Edital ProFloresta+ supera expectativas e recebe 16 propostas de venda de créditos de carbono
Edital prevê a compra de créditos de carbono originados a partir de projetos de restauração ecológica com espécies nativas no bioma amazônico
247 - A primeira chamada pública do programa ProFloresta+ terminou com um resultado acima do esperado e consolidou o interesse do setor privado em projetos de restauração ecológica associados à geração de créditos de carbono. Petrobras e Banco Nacional de Desenvolvimento Econômico e Social (BNDES) receberam, ao todo, 16 propostas no encerramento do prazo do edital, número considerado expressivo diante da previsão inicial de contratação.
O desempenho do edital reforça o papel do ProFloresta+ como instrumento estratégico para impulsionar o mercado voluntário de carbono no Brasil e ampliar a restauração florestal no bioma amazônico. A iniciativa também sinaliza a crescente demanda por créditos de carbono com elevados padrões de integridade ambiental.
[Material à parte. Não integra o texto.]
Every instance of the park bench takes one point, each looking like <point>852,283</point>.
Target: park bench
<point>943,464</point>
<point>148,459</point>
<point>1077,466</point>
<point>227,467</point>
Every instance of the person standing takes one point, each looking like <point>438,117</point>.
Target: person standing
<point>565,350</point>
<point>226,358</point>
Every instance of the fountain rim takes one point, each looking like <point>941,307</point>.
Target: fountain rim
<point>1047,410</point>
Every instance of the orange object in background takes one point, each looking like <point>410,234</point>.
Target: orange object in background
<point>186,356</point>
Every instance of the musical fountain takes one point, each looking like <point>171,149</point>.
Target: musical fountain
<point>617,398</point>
Lançado em novembro do ano passado, durante a COP 30, o edital prevê a compra, pela Petrobras, de créditos de carbono provenientes de projetos de restauração ecológica com espécies nativas da Amazônia. Os contratos serão de longo prazo e obedecem a critérios rigorosos de integridade ambiental. Nesta primeira etapa, o objetivo é adquirir até 5 milhões de créditos, organizados em cinco contratos de 1 milhão de VCUs cada. O prazo final para envio das propostas foi encerrado na sexta-feira, 9 de janeiro.
Além da venda dos créditos, os projetos selecionados poderão acessar linhas de financiamento diferenciadas do BNDES, incluindo recursos do Fundo Clima voltados especificamente à restauração florestal com espécies nativas. Para a diretora Socioambiental do BNDES, Tereza Campello, o volume de propostas confirma a relevância do programa. “O volume de propostas apresentadas indica que o ProFloresta+ responde a uma demanda concreta por iniciativas de restauração florestal com elevados padrões de integridade. O programa foi concebido como política pública de indução, capaz de combinar previsibilidade, critérios técnicos rigorosos e alinhamento à agenda climática, criando condições para ampliar a restauração ecológica em larga escala no país”, afirmou.
Com o encerramento da etapa de submissão, as propostas entram agora na fase de avaliação técnica, que levará em conta critérios definidos no edital, como integridade ambiental, efetividade dos projetos e salvaguardas socioambientais. A Petrobras será responsável por selecionar o conjunto de propostas que ofereça o menor desembolso financeiro para o volume total de créditos que se pretende contratar.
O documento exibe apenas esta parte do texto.